Book of the Dead
- First edition
- Author: Patricia Cornwell
- Language: English
- Series: Kay Scarpetta
- Genre: Crime fiction
- Publisher: Charles Scribner's Sons, Berkley Books, Sphere Books
- Publication date: 2007
- Publication place: USA
- Media type: Print (hardcover, paperback)
- Pages: 432 (Paperback Sphere edition)
- ISBN: 978-0-7515-3405-4
- Preceded by: Predator
- Followed by: Scarpetta

= Book of the Dead (Cornwell novel) =

2007 novel by Patricia Cornwell

Book of the Dead is a 2007 crime novel written by Patricia Cornwell. It is the fifteenth book in the popular Kay Scarpetta series and the fourth consecutive novel in the series to be written in third-person omniscient style, rather than Cornwell's traditional first-person narrative.

== Synopsis ==
Kay Scarpetta has started a private practice in South Carolina. She is called to Rome to consult in the murder investigation of teenage American tennis star Drew Martin. When in Rome, Kay becomes engaged to her longtime lover Benton Wesley, an occurrence that has devastating consequences for Kay’s longtime friend and investigative partner, Pete Marino. The timing is bad as the killer of Drew Martin, quickly known as the Sandman, spreads death and destruction from Italy to the American South.
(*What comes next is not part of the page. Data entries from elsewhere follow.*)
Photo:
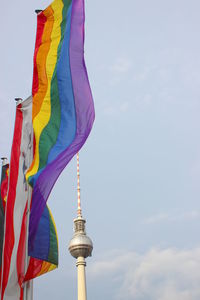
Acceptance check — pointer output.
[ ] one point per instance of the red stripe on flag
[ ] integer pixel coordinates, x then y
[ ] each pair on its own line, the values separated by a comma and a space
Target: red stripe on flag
38, 42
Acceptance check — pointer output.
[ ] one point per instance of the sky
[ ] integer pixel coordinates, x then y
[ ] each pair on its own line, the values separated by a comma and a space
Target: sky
140, 167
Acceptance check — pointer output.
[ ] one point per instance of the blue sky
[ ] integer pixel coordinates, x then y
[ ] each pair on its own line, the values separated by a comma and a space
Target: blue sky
140, 167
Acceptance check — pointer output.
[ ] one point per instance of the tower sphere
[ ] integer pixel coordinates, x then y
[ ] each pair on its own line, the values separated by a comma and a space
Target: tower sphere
80, 245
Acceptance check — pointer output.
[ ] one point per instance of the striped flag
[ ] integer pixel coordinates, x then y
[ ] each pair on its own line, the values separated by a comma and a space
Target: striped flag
63, 109
14, 262
3, 196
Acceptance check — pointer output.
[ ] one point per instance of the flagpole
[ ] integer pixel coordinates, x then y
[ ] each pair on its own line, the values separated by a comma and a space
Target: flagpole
28, 286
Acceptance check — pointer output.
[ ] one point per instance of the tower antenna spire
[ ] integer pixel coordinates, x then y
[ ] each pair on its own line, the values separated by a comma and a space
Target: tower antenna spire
80, 245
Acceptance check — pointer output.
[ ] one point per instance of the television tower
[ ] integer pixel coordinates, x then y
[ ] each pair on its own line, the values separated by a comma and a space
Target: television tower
80, 245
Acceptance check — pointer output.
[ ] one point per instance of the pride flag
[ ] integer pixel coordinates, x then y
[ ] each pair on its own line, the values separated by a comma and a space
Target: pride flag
14, 262
63, 109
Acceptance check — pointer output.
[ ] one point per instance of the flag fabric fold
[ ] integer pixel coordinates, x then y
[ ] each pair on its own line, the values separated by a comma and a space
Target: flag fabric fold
3, 197
63, 109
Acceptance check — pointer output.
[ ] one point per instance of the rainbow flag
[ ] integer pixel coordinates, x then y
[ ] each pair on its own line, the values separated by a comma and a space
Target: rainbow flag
63, 109
14, 269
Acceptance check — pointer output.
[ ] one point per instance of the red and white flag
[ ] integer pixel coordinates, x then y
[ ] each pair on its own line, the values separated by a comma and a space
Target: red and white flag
14, 248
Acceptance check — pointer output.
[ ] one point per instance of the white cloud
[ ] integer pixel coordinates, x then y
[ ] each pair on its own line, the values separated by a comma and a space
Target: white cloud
121, 65
156, 275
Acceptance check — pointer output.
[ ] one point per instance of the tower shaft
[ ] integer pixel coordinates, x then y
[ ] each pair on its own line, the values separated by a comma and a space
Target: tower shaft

Passively assisted by his estranged parents, both known by if not loved by Kay, and his ex-girlfriend who has devious deeds of her own to do, the Sandman is an international mystery for Kay, Benton, Marino, and Kay’s niece Lucy.

== Reception ==
Cornwell's Scarpetta series has been criticized for being repetitive and morbid by some critics whilst other reviewers claim that the characters in Cornwell's recent books have been "shallow" and "overused". Others have praised the series for the unique plots in the series and Cornwell's characterisation of Scarpetta.